A “fair, reasonable, and adequate settlement”
Courts are guided by a broad adage contained in the relevant procedural rule: that settlements must be “fair, reasonable, and adequate”. For many years, the statute offered no elaboration as to the meaning of this phrase. As a result, courts across the United States developed their own multi-factor tests to reach the same result. Though the statute was amended in 2008 to include elaboration, the general themes of the “fair, reasonable, and adequate” tests remain relatively unchanged and maintain focus on whether the interests of all class members have been adequately represented. Key components generally include (i) predicted cost of failing to settle (and thus, expending additional funds on continued litigation), (ii) overall reaction of the class to the preliminary award, and (iii) predicted outcome of hypothetical continued litigation.
Judicial settlement approval in the United States is focused on efficiency, judicial economy, and protection of the class members. US courts are generally careful to note that their role is not to design the settlement. Instead, the court’s task is to ensure reasonable fairness for the class members. In the narrow context of class action settlements, US courts are not responsible for enforcing policy, punishing the tortfeasor, or producing an exact calculation of settlement damages. Where applicable, regulatory bodies impose punitive fines and otherwise administer penalties. The settlement approval process is instead focused on payout to plaintiffs and fair apportionment of attorneys’ fees.
Applied principles
Two key principles have been developed by the courts in US class action settlements.

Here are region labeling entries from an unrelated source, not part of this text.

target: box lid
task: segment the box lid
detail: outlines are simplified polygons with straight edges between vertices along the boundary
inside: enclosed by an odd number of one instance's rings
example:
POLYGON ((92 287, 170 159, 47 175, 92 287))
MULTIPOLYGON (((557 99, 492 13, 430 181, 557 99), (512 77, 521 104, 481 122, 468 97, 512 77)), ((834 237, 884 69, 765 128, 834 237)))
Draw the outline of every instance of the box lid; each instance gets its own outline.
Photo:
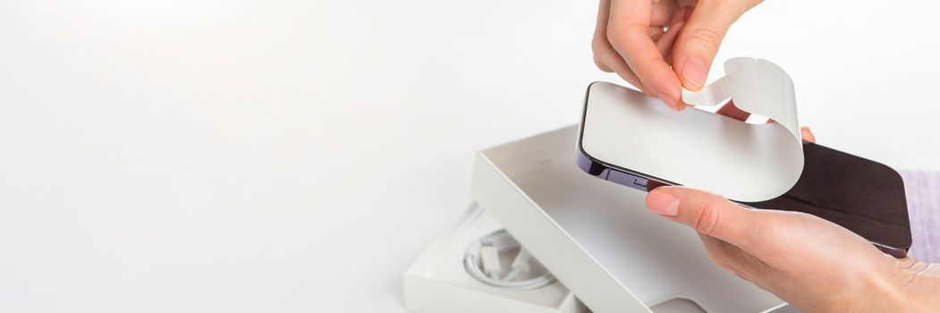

The first is that the court’s role in approving the settlement is limited to assessing whether it is fair, adequate and reasonable. In one relatively recent case, the court remarked that while it may have written a different settlement of its own, its role was merely to approve or reject a settlement under the relevant fairness parameters:
“In the end, this settlement was a bargain struck by the parties, negotiating amid the fog of litigation. If we were drawing up a settlement ourselves, we may want different terms or more compensation for a certain condition. But our role as judges is to review the settlement reached by the parties for its fairness, adequacy, and reasonableness.“
The second is that US courts can award substantial attorney fees out of the total settlement amount. In one case, a court awarded attorney fees of $181,250,000, being 25% of the settlement amount. US courts are additionally now also grappling with the effect of litigation funding. Currently, funders are allowed to finance litigation without ever disclosing their identity, and new proposed rules are examining mandatory disclosure to shine a light on secret funders of high-stakes litigation.
An alternative approach: multi-district litigation in the U.S.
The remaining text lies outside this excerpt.